À cela s'ajoute l'augmentation des frais de santé dus aux dépassements d'honoraires faramineux – plus de 19 % pour les consultations médicales en un an – que vous aggravez avec les franchises médicales tous azimuts. Pour nombre de ménages, l'équation du bouclage des fins de mois devient « mission impossible ».
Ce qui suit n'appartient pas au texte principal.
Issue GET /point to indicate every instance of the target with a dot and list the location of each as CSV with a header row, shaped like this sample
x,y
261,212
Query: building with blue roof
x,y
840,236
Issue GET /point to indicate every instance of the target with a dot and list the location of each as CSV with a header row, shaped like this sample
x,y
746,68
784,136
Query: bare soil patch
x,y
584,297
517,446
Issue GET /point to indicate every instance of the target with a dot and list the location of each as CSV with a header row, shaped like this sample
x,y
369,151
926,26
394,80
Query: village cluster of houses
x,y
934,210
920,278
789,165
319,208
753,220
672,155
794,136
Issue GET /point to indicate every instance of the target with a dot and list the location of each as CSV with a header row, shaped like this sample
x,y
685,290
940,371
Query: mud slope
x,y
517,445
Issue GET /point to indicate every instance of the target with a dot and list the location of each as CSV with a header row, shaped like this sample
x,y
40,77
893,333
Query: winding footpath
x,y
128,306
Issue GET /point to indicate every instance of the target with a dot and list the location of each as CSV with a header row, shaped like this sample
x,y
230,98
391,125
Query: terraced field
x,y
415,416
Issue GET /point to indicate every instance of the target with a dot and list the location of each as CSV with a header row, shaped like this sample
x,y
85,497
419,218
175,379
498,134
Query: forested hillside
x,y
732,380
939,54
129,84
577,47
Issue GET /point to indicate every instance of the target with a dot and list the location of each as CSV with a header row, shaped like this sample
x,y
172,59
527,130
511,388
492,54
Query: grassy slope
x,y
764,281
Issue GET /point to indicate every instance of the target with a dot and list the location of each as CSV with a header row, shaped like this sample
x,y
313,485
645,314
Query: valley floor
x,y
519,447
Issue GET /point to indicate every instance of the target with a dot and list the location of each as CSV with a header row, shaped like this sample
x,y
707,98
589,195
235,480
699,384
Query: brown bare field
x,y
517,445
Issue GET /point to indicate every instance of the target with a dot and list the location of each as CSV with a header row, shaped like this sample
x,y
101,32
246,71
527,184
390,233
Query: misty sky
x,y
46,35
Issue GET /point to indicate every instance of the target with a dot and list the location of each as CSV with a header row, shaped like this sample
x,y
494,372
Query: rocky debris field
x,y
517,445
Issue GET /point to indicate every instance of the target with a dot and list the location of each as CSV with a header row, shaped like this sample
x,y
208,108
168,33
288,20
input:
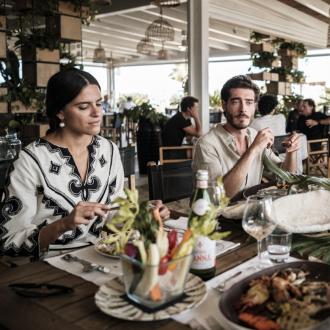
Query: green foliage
x,y
298,180
317,247
19,89
298,47
263,59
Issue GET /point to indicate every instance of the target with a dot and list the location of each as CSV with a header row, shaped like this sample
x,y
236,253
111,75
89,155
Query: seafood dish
x,y
288,298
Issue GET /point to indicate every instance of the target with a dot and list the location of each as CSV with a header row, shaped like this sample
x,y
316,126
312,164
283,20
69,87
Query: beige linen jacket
x,y
216,152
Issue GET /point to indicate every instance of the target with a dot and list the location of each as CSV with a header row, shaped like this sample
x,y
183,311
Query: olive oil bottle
x,y
203,264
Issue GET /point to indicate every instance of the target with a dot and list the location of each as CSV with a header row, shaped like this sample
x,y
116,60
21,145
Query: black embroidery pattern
x,y
96,228
102,161
12,206
112,189
84,189
54,168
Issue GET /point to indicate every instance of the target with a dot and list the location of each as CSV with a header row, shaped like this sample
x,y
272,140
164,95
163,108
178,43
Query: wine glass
x,y
257,221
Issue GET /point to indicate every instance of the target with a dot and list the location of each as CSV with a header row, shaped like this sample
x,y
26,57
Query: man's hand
x,y
194,112
264,139
311,123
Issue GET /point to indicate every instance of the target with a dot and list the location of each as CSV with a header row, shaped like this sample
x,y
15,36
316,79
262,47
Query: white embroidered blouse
x,y
45,185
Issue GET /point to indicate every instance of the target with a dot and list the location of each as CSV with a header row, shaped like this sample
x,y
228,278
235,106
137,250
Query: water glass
x,y
278,246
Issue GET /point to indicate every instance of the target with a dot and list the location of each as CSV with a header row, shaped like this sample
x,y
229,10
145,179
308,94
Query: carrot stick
x,y
156,293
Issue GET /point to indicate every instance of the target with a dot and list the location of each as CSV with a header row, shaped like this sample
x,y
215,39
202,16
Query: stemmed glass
x,y
257,221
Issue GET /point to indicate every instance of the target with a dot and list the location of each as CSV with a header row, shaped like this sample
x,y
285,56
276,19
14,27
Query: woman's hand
x,y
311,123
83,213
163,210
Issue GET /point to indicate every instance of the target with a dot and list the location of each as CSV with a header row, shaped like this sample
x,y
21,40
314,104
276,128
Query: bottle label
x,y
204,253
201,184
200,206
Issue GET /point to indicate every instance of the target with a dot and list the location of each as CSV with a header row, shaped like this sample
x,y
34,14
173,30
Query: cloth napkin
x,y
89,254
207,315
181,224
En revanche, les 3 500 foyers fiscaux de notre pays qui ont vu leurs revenus progresser de 42,5 % de 1998 à 2005 n'ont pas de problème de pouvoir d'achat. Ni même encore les 10 % des foyers les plus riches, pour qui cette hausse a atteint 32 % sur cette même période. Ceux-là n'ont pas de problème de « ressenti » de pouvoir d'achat. Il serait donc particulièrement injuste socialement et irresponsable écologiquement de mettre en oeuvre de nouvelles mesures qui feraient encore progresser leurs revenus. Augmenter le pouvoir d'achat des plus riches, c'est augmenter, d'une part, la spéculation et, d'autre part, les émissions de polluants et de gaz à effet de serre du fait des voyages de loisirs en avion, de l'acquisition de voitures 4×4 et de la surconsommation de luxe.
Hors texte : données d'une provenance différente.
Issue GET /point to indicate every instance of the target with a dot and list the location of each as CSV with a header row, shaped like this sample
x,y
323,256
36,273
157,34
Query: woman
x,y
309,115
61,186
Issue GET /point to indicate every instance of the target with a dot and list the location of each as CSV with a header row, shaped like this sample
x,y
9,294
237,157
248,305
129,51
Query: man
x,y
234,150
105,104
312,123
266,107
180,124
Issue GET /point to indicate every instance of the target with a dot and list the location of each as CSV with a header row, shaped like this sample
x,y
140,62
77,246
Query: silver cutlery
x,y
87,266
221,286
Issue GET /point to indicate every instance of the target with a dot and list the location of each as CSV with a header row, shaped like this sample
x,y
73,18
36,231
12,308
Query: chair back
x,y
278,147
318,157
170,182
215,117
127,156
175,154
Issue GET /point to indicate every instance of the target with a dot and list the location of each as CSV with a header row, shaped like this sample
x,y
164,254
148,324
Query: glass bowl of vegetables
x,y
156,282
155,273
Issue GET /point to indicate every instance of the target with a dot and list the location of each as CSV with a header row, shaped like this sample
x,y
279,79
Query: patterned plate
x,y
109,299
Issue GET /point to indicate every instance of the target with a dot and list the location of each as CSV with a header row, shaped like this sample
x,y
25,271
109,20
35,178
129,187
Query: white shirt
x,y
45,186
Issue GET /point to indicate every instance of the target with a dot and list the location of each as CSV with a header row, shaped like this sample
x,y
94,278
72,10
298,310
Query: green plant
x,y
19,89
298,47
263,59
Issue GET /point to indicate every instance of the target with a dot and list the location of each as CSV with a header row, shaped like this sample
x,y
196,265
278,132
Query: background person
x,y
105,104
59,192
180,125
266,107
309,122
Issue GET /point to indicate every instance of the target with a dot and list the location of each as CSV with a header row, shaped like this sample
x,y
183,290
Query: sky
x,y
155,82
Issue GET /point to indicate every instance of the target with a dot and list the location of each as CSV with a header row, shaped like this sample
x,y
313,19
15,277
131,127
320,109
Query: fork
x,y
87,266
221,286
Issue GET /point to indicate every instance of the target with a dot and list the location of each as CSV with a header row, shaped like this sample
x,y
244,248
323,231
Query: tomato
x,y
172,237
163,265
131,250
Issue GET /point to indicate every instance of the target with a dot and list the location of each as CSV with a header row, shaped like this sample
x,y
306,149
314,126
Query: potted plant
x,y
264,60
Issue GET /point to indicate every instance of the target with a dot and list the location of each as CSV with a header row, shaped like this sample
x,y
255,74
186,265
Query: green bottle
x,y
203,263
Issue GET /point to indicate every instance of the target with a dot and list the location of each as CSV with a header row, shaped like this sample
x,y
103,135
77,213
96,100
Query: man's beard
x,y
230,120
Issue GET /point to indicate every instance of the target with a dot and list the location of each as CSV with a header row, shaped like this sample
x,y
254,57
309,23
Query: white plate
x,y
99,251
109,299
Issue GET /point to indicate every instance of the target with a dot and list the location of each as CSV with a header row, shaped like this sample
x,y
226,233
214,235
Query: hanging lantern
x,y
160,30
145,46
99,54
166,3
Or, vu l'état de la planète et le fait qu'en France nous consommons l'équivalent de trois planètes, il est plus qu'urgent de consommer responsable. Cela signifie arrêter avec les gaspillages inutiles, consommer sobrement, consommer mieux et adopter une autre répartition de la consommation. Vous voyez que notre philosophie est bien loin de la vôtre, qui cherche à « consommer pour consommer » sans se préoccuper des ravages pour la planète que cela comporte en termes de gaspillage de ressources non renouvelables et de dégradations irréversibles. De ce point de vue, l'ouverture le dimanche à tout-va ne fait que renforcer cet aspect de surconsommation.

Dans ces conditions, il n'est pas question pour nous d'entériner une répartition des richesses qui favorise le capital spéculatif et les phénomènes des rentes. Cette politique n'a d'ailleurs aucun impact positif sur les investissements. En effet, à l'heure actuelle, les entreprises distribuent plus de dividendes à leurs actionnaires qu'elles n'investissent. L'exigence d'une rémunération du capital de plus en plus élevée les amène à considérer les salariés comme la seule variable d'ajustement. On commence par réduire la participation distribuée, puis on diminue les effectifs par licenciements ou non-remplacements des départs pour ensuite augmenter le temps de travail des salariés restants sans se soucier de leur santé.

Tant que cette économie totalement sous la coupe de la finance perdurera, les salariés verront leur niveau de vie stagner, voire baisser, pendant qu'à l'autre bout de l'échelle une petite minorité s'enrichira effrontément en gaspillant à tout-va dans une frénésie de consommation totalement antagonique avec la sauvegarde de notre planète bien malmenée.